S'étant aperçu que ces fonds n'avaient pas été investis mais détournés, que le site n'était que virtuel et l'existence du compte de trading fictif, qu'il avait donc perdu l'intégralité de son investissement, il a déposé plainte, le 08 avril 2020, pour des faits d'escroquerie.
Ayant, par ailleurs, vainement mis en demeure la banque, le 10 décembre 2021, de lui rembourser cette somme, il l'a assignée en responsabilité par acte du 08 janvier 2022.
Par jugement contradictoire rendu le 22 décembre 2023 le tribunal judiciaire de Versailles a :
condamné la Caisse Régionale de Crédit Agricole Mutuel Paris Ile-de-France à payer à monsieur [U] [M] la somme de 16.250 euros à titre de dommages-intérêts en réparation du préjudice financier,
condamné la Caisse Régionale de Crédit Agricole Mutuel Paris Ile-de-France à payer à monsieur [U] [M] la somme de 1.000 euros à titre de dommages-intérêts en réparation du préjudice moral,
condamné la Caisse Régionale de Crédit Agricole Mutuel Paris Ile-de-France à payer les entiers dépens dont distraction au profit de maître Anne Bernard-Dussaulx, avocat au barreau de Paris,
condamné la Caisse Régionale de Crédit Agricole Mutuel Paris Ile-de-France à payer à monsieur [U] [M] la somme de 1.500 euros au titre de l'article 700 du code de procédure civile,
débouté la Caisse Régionale de Crédit Agricole Mutuel Paris Ile-de-France de sa demande au titre de l'article 700 du code de procédure civile,
rejeté les autres demandes plus amples ou contraires.
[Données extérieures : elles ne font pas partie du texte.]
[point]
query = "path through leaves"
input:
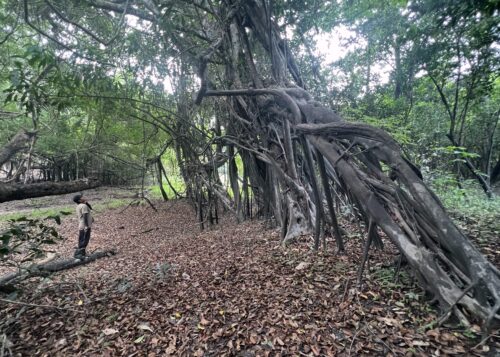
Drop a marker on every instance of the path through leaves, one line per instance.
(227, 291)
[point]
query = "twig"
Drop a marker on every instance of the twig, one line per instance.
(380, 340)
(345, 290)
(484, 340)
(354, 338)
(83, 292)
(37, 305)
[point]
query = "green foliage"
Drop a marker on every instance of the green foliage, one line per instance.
(467, 201)
(26, 239)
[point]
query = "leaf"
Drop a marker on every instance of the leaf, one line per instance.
(109, 331)
(302, 266)
(139, 339)
(145, 327)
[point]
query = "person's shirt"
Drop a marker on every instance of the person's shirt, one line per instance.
(81, 210)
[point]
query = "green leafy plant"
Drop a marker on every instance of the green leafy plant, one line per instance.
(27, 239)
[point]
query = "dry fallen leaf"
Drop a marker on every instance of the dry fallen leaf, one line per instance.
(109, 331)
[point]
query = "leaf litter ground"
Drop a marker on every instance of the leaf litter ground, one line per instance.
(230, 290)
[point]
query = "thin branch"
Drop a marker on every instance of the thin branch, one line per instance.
(87, 31)
(37, 305)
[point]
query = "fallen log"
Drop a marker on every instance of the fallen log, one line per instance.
(47, 268)
(11, 192)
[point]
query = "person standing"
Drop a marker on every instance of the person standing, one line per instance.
(83, 212)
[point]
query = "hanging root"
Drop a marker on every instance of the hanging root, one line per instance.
(445, 261)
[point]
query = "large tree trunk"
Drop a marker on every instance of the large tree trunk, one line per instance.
(13, 192)
(275, 124)
(20, 141)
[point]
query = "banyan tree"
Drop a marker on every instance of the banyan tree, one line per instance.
(230, 58)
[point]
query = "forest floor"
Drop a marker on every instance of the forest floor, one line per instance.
(230, 290)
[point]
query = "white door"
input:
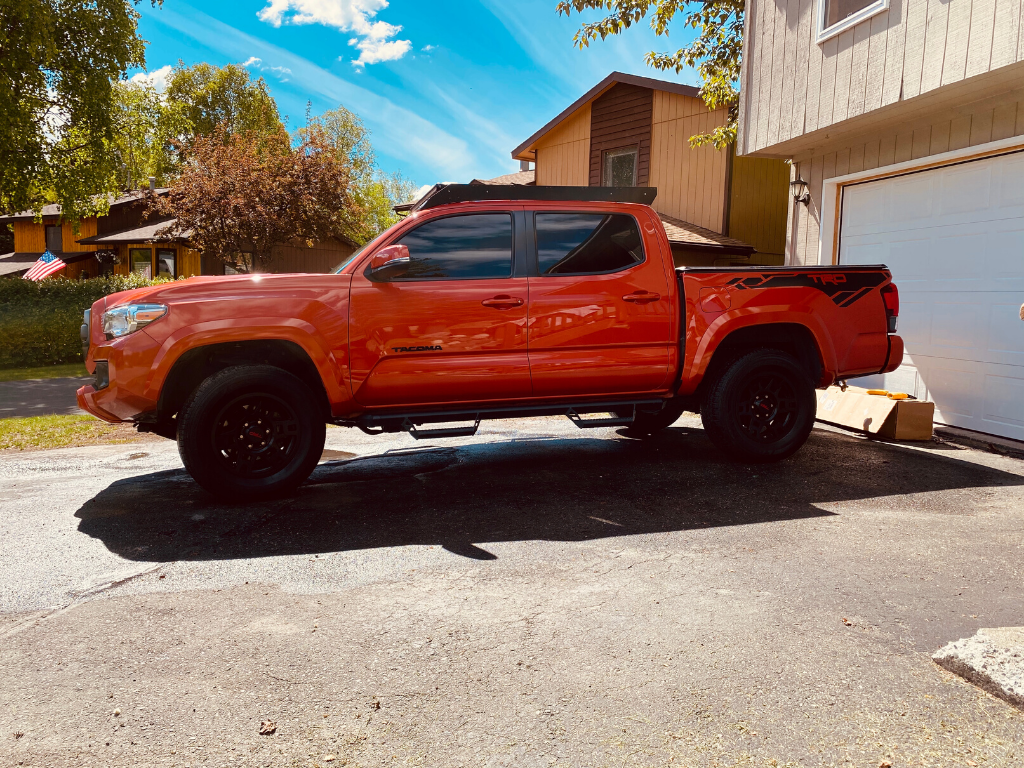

Par dernières conclusions notifiées le 15 octobre 2024, la Caisse Régionale de Crédit Agricole Mutuel Paris Ile-de-France, appelante de ce jugement selon déclaration reçue au greffe le 22 janvier 2024, demande à la cour, au visa des articles 1103 et 1104 (anciennement 1134), 1231-1 et 1231-3 (anciennement 1147 et 1150) du code civil et L 133-1 et suivants du code monétaire et financier :
de recevoir le Crédit Agricole IDF en ses conclusions, l'y déclarer bien fondé,
d'infirmer le jugement (entrepris) en ce qu'il a : condamné la Caisse Régionale de Crédit Agricole Mutuel Paris Ile-de-France à payer à monsieur [U] [M] la somme de 16.250 euros à titre de dommages-intérêts en réparation du préjudice financier // condamné la Caisse Régionale de Crédit Agricole Mutuel Paris Ile-de-France à payer à monsieur [U] [M] la somme de 1.000 euros à titre de dommages-intérêts en réparation du préjudice moral // condamné la Caisse Régionale de Crédit Agricole Mutuel Paris Ile-de-France à payer les entiers dépens dont distraction au profit de maître Anne Bernard-Dussaulx, avocat au barreau de Paris // condamné la Caisse Régionale de Crédit Agricole Mutuel Paris Ile-de-France à payer à monsieur [U] [M] la somme de 1.500 euros au titre de l'article 700 du code de procédure civile // débouté la Caisse Régionale de Crédit Agricole Mutuel Paris Ile-de-France de sa demande au titre de l'article 700 du code de procédure civile // rejeté les autres demandes plus amples ou contraires,
en conséquence, statuant à nouveau
de juger que la responsabilité du Crédit Agricole IDF n'est absolument pas engagée sur quelque fondement que ce soit en l'espèce,
de juger que monsieur [M] a, de surcroît, fait preuve d'une particulière négligence,
de débouter en conséquence monsieur [M] de l'ensemble de ses demandes, fins et prétentions,
de condamner monsieur [M] à verser au Crédit Agricole IDF la somme de 2.000 euros au titre des dispositions de l'article 700 du code de procédure civile (et) aux entiers dépens.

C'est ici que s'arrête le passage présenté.